Interestingly, Twitter has been left out of many of these tech hearings until recently (and to be fair, the company’s user base is much, much smaller than its peers’), when it was thrown back into the spotlight by whistleblower Peiter “Mudge” Zatko, who told the Senate Judiciary Committee on Tuesday that Twitter “chose to mislead” on issues of security.
Senators appeared to miss the opportunity to press Jay Sullivan, Twitter’s product and technology leader, on this on Wednesday. Ossoff spent some time challenging Sullivan on whether Twitter knowingly misled the Federal Trade Commission (which has a 2011 consent decree with the company governing Twitter’s use of user information). Sullivan, clearly flustered and likely having prepared little on this issue given Zatko’s testimony occurred only a day before, referred the committee only to the company’s statement on the matter.
If ever there was a quote that summarized this hearing, it was the ol’ “Senator, I’m happy to follow up.” Most frustrating for Peters was the question he apparently asked each witness just days before on a prep call, giving them the chance to prepare a figure and knowing what the standard-issue answer would be if he asked there and then. Peters asked for the number of full-time employees that worked at each company on “trust and safety.” Each executive, who had time to prepare their answer to this question in advance, did not have a concrete number to offer.

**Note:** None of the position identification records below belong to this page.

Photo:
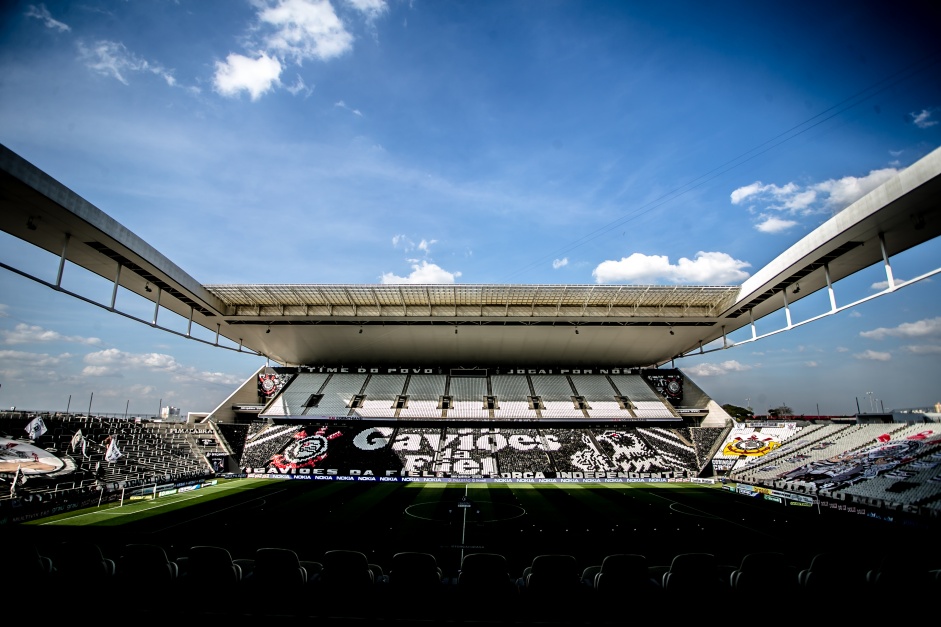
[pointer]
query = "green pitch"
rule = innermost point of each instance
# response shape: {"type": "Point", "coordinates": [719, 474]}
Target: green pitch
{"type": "Point", "coordinates": [448, 519]}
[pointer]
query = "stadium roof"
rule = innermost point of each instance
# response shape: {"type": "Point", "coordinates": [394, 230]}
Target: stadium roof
{"type": "Point", "coordinates": [470, 325]}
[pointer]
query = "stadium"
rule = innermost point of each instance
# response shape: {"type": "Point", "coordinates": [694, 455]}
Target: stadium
{"type": "Point", "coordinates": [471, 453]}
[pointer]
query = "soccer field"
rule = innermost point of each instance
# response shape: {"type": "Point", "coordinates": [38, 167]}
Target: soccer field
{"type": "Point", "coordinates": [519, 521]}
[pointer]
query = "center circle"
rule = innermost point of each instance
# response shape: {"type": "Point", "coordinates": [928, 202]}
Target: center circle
{"type": "Point", "coordinates": [481, 511]}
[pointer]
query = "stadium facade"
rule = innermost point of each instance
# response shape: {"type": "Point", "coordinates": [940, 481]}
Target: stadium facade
{"type": "Point", "coordinates": [475, 382]}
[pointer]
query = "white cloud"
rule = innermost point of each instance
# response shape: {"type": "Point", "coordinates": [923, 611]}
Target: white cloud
{"type": "Point", "coordinates": [42, 13]}
{"type": "Point", "coordinates": [760, 189]}
{"type": "Point", "coordinates": [773, 224]}
{"type": "Point", "coordinates": [113, 59]}
{"type": "Point", "coordinates": [423, 272]}
{"type": "Point", "coordinates": [33, 360]}
{"type": "Point", "coordinates": [847, 190]}
{"type": "Point", "coordinates": [407, 244]}
{"type": "Point", "coordinates": [871, 355]}
{"type": "Point", "coordinates": [299, 87]}
{"type": "Point", "coordinates": [922, 119]}
{"type": "Point", "coordinates": [343, 105]}
{"type": "Point", "coordinates": [371, 9]}
{"type": "Point", "coordinates": [305, 29]}
{"type": "Point", "coordinates": [113, 362]}
{"type": "Point", "coordinates": [922, 328]}
{"type": "Point", "coordinates": [25, 334]}
{"type": "Point", "coordinates": [714, 370]}
{"type": "Point", "coordinates": [239, 73]}
{"type": "Point", "coordinates": [708, 268]}
{"type": "Point", "coordinates": [792, 200]}
{"type": "Point", "coordinates": [924, 349]}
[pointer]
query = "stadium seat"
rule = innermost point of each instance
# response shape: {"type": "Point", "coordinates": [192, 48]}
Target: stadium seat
{"type": "Point", "coordinates": [836, 574]}
{"type": "Point", "coordinates": [588, 575]}
{"type": "Point", "coordinates": [487, 574]}
{"type": "Point", "coordinates": [346, 579]}
{"type": "Point", "coordinates": [552, 587]}
{"type": "Point", "coordinates": [414, 569]}
{"type": "Point", "coordinates": [694, 575]}
{"type": "Point", "coordinates": [625, 576]}
{"type": "Point", "coordinates": [145, 565]}
{"type": "Point", "coordinates": [277, 568]}
{"type": "Point", "coordinates": [82, 562]}
{"type": "Point", "coordinates": [764, 571]}
{"type": "Point", "coordinates": [485, 590]}
{"type": "Point", "coordinates": [29, 565]}
{"type": "Point", "coordinates": [212, 566]}
{"type": "Point", "coordinates": [342, 568]}
{"type": "Point", "coordinates": [903, 572]}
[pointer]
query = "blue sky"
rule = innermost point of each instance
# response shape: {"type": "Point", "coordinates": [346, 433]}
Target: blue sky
{"type": "Point", "coordinates": [363, 141]}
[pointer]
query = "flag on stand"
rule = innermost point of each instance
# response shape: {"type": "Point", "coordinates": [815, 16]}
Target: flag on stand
{"type": "Point", "coordinates": [113, 453]}
{"type": "Point", "coordinates": [18, 480]}
{"type": "Point", "coordinates": [35, 428]}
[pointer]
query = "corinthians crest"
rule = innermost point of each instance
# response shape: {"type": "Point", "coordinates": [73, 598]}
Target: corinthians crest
{"type": "Point", "coordinates": [306, 451]}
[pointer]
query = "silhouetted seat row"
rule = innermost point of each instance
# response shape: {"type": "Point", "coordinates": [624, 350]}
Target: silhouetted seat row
{"type": "Point", "coordinates": [552, 588]}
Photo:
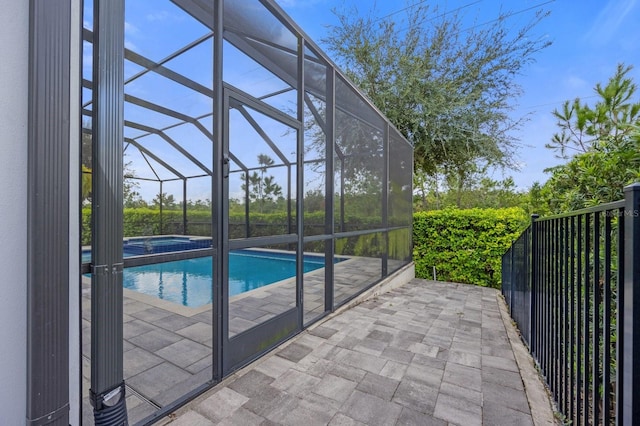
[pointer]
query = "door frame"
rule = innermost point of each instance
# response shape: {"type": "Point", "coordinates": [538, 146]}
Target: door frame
{"type": "Point", "coordinates": [252, 343]}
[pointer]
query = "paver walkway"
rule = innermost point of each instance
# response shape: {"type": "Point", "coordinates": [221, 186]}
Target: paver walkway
{"type": "Point", "coordinates": [427, 353]}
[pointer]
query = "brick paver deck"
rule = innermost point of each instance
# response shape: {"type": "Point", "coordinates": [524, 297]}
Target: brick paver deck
{"type": "Point", "coordinates": [427, 353]}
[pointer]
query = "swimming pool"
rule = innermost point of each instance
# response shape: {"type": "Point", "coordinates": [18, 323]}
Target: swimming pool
{"type": "Point", "coordinates": [137, 246]}
{"type": "Point", "coordinates": [188, 282]}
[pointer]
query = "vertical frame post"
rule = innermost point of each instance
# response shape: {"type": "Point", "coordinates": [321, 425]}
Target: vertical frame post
{"type": "Point", "coordinates": [48, 213]}
{"type": "Point", "coordinates": [631, 307]}
{"type": "Point", "coordinates": [385, 200]}
{"type": "Point", "coordinates": [184, 207]}
{"type": "Point", "coordinates": [219, 231]}
{"type": "Point", "coordinates": [107, 381]}
{"type": "Point", "coordinates": [300, 186]}
{"type": "Point", "coordinates": [330, 189]}
{"type": "Point", "coordinates": [533, 284]}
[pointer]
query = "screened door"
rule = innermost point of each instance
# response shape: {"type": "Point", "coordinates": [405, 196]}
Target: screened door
{"type": "Point", "coordinates": [261, 267]}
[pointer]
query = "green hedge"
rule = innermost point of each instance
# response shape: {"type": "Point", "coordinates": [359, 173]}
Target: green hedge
{"type": "Point", "coordinates": [465, 246]}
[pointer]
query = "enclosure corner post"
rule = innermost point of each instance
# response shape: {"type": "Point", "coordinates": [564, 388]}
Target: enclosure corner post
{"type": "Point", "coordinates": [533, 265]}
{"type": "Point", "coordinates": [631, 307]}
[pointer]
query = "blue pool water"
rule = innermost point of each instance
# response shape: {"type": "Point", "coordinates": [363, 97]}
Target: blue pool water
{"type": "Point", "coordinates": [188, 282]}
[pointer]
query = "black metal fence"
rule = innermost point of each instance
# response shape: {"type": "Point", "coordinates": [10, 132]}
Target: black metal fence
{"type": "Point", "coordinates": [572, 283]}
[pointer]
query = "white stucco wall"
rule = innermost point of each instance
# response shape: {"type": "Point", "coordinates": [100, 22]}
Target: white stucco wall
{"type": "Point", "coordinates": [14, 50]}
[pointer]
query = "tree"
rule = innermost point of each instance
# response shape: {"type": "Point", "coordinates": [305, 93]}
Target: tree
{"type": "Point", "coordinates": [261, 188]}
{"type": "Point", "coordinates": [605, 142]}
{"type": "Point", "coordinates": [167, 201]}
{"type": "Point", "coordinates": [447, 89]}
{"type": "Point", "coordinates": [611, 122]}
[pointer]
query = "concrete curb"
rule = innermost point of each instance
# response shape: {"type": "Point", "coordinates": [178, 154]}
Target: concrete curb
{"type": "Point", "coordinates": [540, 404]}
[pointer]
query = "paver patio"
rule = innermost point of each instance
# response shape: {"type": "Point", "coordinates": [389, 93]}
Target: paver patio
{"type": "Point", "coordinates": [427, 353]}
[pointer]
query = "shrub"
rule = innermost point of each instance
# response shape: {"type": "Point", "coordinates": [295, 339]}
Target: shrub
{"type": "Point", "coordinates": [465, 246]}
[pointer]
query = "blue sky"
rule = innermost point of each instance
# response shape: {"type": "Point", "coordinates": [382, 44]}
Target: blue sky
{"type": "Point", "coordinates": [589, 38]}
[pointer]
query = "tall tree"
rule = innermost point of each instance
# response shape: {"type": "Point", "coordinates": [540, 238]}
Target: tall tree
{"type": "Point", "coordinates": [606, 125]}
{"type": "Point", "coordinates": [604, 143]}
{"type": "Point", "coordinates": [447, 88]}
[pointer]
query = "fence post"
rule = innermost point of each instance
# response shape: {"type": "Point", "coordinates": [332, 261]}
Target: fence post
{"type": "Point", "coordinates": [631, 308]}
{"type": "Point", "coordinates": [533, 264]}
{"type": "Point", "coordinates": [512, 278]}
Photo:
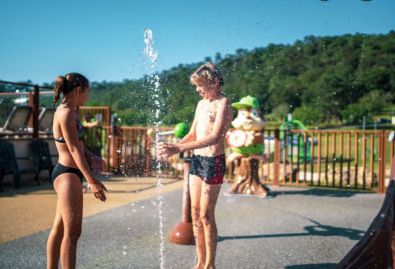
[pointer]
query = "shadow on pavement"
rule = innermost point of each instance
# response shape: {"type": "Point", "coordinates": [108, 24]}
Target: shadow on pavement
{"type": "Point", "coordinates": [312, 266]}
{"type": "Point", "coordinates": [313, 230]}
{"type": "Point", "coordinates": [318, 192]}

Some probably ask what the point of these hearings is if executives are just going to dodge everything. The scope of these hearings varies, and sometimes members allow their questions to stray from the central purpose. Reuters noted that this was the 31st tech hearing in the past five years, and no major legislation has been passed to address privacy, antitrust issues, children’s harms online, or to strengthen federal regulatory agencies that oversee social-media firms.

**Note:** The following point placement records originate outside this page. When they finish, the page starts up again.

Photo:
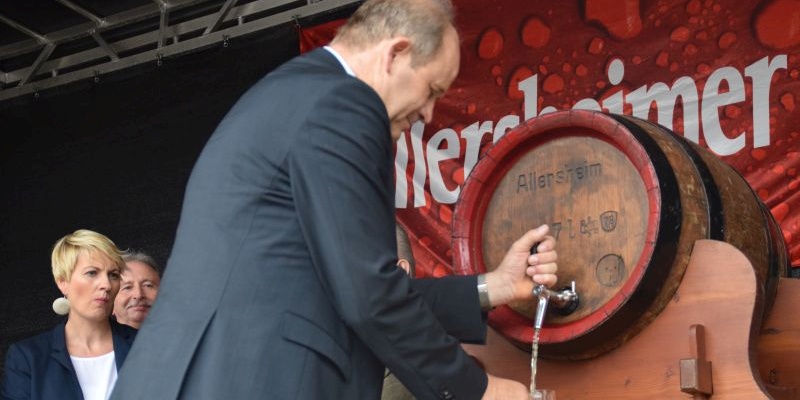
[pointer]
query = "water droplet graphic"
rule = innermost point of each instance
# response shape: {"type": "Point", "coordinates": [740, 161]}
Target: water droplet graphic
{"type": "Point", "coordinates": [490, 44]}
{"type": "Point", "coordinates": [535, 33]}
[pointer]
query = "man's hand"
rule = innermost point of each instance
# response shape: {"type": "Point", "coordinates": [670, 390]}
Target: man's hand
{"type": "Point", "coordinates": [504, 389]}
{"type": "Point", "coordinates": [511, 281]}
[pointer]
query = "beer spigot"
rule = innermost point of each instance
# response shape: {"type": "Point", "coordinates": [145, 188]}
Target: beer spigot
{"type": "Point", "coordinates": [565, 301]}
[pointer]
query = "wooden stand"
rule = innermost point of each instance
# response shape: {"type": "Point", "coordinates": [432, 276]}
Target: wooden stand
{"type": "Point", "coordinates": [700, 346]}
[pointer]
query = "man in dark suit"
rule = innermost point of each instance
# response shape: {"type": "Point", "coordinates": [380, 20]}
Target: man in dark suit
{"type": "Point", "coordinates": [282, 281]}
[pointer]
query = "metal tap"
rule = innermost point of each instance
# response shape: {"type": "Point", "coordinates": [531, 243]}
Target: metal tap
{"type": "Point", "coordinates": [565, 301]}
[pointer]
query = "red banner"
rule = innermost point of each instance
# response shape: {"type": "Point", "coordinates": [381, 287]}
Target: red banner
{"type": "Point", "coordinates": [722, 73]}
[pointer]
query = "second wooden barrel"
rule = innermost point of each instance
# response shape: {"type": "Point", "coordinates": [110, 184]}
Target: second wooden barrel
{"type": "Point", "coordinates": [626, 200]}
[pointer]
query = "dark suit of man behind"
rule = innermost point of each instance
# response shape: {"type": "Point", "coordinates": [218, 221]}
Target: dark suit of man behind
{"type": "Point", "coordinates": [282, 281]}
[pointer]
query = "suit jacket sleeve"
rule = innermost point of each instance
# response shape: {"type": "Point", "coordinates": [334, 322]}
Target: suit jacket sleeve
{"type": "Point", "coordinates": [341, 176]}
{"type": "Point", "coordinates": [454, 299]}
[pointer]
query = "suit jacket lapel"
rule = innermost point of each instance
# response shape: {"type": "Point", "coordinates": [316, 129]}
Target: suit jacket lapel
{"type": "Point", "coordinates": [61, 355]}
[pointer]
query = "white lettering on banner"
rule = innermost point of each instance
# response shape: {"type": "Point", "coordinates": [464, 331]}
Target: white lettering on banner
{"type": "Point", "coordinates": [725, 86]}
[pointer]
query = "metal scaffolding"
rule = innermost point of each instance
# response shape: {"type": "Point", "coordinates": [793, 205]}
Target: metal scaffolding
{"type": "Point", "coordinates": [144, 31]}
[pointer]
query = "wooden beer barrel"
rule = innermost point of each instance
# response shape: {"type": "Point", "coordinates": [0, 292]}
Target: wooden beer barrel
{"type": "Point", "coordinates": [626, 200]}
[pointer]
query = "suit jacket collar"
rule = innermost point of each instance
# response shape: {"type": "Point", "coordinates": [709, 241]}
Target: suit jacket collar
{"type": "Point", "coordinates": [122, 337]}
{"type": "Point", "coordinates": [58, 344]}
{"type": "Point", "coordinates": [324, 57]}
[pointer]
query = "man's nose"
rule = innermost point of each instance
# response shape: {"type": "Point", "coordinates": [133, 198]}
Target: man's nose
{"type": "Point", "coordinates": [427, 111]}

What is clear is that lawmakers aren’t buying the obfuscation anymore. Getting these companies to answer questions on the record is a play for the long run. As Hawley noted, Cox’s testimony will benefit lawsuits in his home state of Missouri against Facebook or perhaps a suit in the Delaware Chancery Court against Facebook which, among other things, alleges that Chris Cox had knowledge of Facebook’s misrepresented growth numbers.
While few new revelations were made about these companies from this hearing, most lawmakers (except maybe Sen. Ron Johnson, who yelled at everyone about the censorship of his horse-medicine tweets) demonstrated a smart and savvy understanding of these companies and their intricate business models—something that wasn’t true when the industry came under scrutiny in the aftermath of the disinformation-strewn 2016 presidential election and, especially, about Facebook’s Cambridge Analytica scandal in 2018. That’s not nothing. Legislators pushed back when the companies’ representatives gave answers that were at odds with basic facts, such as TikTok’s parent company being based in China, and were able to speak fluently about more complex issues, like what data researchers and academics should have access to be able to study these platforms properly.
It’s true that so far, legislation regulating Big Tech in some way is yet to go anywhere. The Antitrust Subcommittee in the House produced a blockbuster report on competition in the industry, but the bills to come from that effort are reportedly being held up by Majority Leader Chuck Schumer, whose daughters work for Amazon and Facebook. As for issues like privacy, platform manipulation, and safety, there is bipartisan support on the Hill for something to happen, but it’s unclear what. (For one thing, many Republicans who pay attention to these issues fixate on the purported anti-conservative bias of the major tech companies.) But fact-finding and forcing accountability are important too. Clearly, U.S. lawmakers of all stripes love dragging tech executives into the spotlight to berate them. It’s encouraging that they finally now seem to know what they’re talking about.